Quelques critiques méritent toutefois d’être énoncées. D’abord, bien que l’« interReconnaissance » soit brièvement définie, qu’elle soit fréquemment évoquée à l’aide d’exemples et que trois pages de la conclusion lui soient consacrées, il s’avère difficile à la fin de la lecture de cet ouvrage de retenir quels sont les obstacles et les éléments facilitateurs de l’interReconnaissance. Une section dédiée à cette question aurait été souhaitable.

Ensuite, nous estimons que cet ouvrage aurait été enrichi par une conclusion plus étoffée sur ce que l’on doit retenir des trois thématiques abordées (les droits sociaux, le mouvement communautaire et l’interReconnaissance). La section qui présente les apprentissages à tirer de cette recherche, notamment pour ce qui est des éléments partagés par les différents secteurs du milieu communautaire étudiés, nous apparaît incomplète et trop succincte. Par exemple, il aurait été intéressant d’y retrouver un résumé des éléments qui favorisent la création d’alliances et leur pérennité, et un résumé des stratégies qui ont été bénéfiques à l’avancement des droits sociaux dans les divers secteurs.

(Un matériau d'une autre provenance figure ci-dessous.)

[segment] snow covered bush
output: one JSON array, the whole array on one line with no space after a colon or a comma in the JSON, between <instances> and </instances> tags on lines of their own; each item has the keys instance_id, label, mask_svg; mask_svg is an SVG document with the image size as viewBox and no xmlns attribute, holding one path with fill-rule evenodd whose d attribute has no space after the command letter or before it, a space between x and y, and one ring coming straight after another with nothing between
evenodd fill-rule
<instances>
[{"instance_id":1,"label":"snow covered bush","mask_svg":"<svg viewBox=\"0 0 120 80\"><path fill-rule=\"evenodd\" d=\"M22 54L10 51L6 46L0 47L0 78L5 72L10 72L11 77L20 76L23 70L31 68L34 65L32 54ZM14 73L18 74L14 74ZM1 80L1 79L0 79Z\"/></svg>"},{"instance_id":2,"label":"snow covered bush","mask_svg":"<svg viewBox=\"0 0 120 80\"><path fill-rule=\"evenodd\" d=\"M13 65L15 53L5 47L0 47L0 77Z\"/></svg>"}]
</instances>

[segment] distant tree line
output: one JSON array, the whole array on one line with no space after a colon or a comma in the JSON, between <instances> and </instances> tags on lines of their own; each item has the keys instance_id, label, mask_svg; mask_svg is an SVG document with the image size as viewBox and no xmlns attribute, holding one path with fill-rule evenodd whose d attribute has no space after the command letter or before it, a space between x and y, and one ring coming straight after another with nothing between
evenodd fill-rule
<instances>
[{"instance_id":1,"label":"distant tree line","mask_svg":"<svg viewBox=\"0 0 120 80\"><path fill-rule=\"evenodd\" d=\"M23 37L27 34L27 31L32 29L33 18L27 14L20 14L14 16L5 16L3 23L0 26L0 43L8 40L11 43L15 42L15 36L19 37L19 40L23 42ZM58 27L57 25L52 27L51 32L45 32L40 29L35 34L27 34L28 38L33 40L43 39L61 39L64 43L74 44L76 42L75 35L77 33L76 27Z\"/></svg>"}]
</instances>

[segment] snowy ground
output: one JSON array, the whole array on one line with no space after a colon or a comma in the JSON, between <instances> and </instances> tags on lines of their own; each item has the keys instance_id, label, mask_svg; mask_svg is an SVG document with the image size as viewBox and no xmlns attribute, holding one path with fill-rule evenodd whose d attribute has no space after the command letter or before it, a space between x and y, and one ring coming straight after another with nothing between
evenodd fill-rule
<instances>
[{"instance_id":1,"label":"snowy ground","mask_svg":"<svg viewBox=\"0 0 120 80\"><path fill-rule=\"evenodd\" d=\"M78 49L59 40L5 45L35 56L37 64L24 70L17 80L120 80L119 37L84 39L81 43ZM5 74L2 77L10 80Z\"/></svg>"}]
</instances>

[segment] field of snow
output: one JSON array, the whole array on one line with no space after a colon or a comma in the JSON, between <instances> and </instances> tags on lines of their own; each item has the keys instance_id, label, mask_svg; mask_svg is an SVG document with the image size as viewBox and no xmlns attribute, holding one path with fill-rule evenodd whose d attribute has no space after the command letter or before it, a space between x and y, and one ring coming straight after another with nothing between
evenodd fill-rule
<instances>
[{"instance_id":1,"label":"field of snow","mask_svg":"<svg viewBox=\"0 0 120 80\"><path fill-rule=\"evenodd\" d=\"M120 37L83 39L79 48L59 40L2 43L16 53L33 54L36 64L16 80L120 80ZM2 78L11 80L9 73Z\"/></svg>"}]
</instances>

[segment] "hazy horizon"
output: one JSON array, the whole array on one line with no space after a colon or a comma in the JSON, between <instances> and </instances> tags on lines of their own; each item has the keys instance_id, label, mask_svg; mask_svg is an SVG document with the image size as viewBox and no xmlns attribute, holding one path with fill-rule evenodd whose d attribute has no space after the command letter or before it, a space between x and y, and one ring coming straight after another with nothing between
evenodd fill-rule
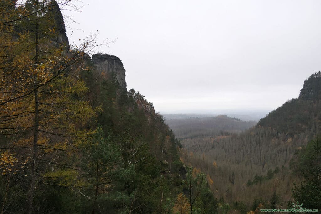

Enfin, nous nous interrogeons sur le choix des auteur.e.s de traiter autant de questions (plusieurs d’entre elles ont été nommées ci-dessus) relativement aux droits sociaux, au milieu communautaire et à l’interReconnaissance. En effet, bien que cet ouvrage offre de riches réflexions sur ces questions, il s’avère parfois difficile d’en cerner le fil conducteur. Comme le dit le proverbe : « Qui trop embrasse, mal étreint ». Il aurait peut-être été judicieux de limiter le nombre de questions, ce qui aurait permis une analyse plus en profondeur.

En dépit de ces critiques, InterReconnaissance : la mémoire des droits dans le milieu communautaire au Québec demeure un ouvrage précieux pour mesurer le chemin parcouru en matière de justice sociale, de droits sociaux et de reconnaissance des groupes minorisés depuis la Révolution tranquille. À sa lecture, on se rappelle que, récemment encore dans l’histoire du Québec, des lois et des actes inimaginables selon notre perspective avaient cours : les femmes mariées détenaient un statut juridique de mineur ; les homosexuel.le.s étaient arrêté.e.s et violenté.e.s arbitrairement par les forces de l’ordre; les personnes ayant un problème de santé mentale étaient enfermées dans des asiles dans des conditions inhumaines; les personnes handicapées étaient victimes de ségrégation, n’avaient pas accès à l’éducation et ne pouvaient pas circuler librement dans les espaces publics. Bien qu’encore aujourd’hui des injustices et des discriminations perdurent, les luttes sociales menées par les mouvements sociaux et le mouvement communautaire ont permis d’enregistrer des gains importants, notamment sur le plan des droits.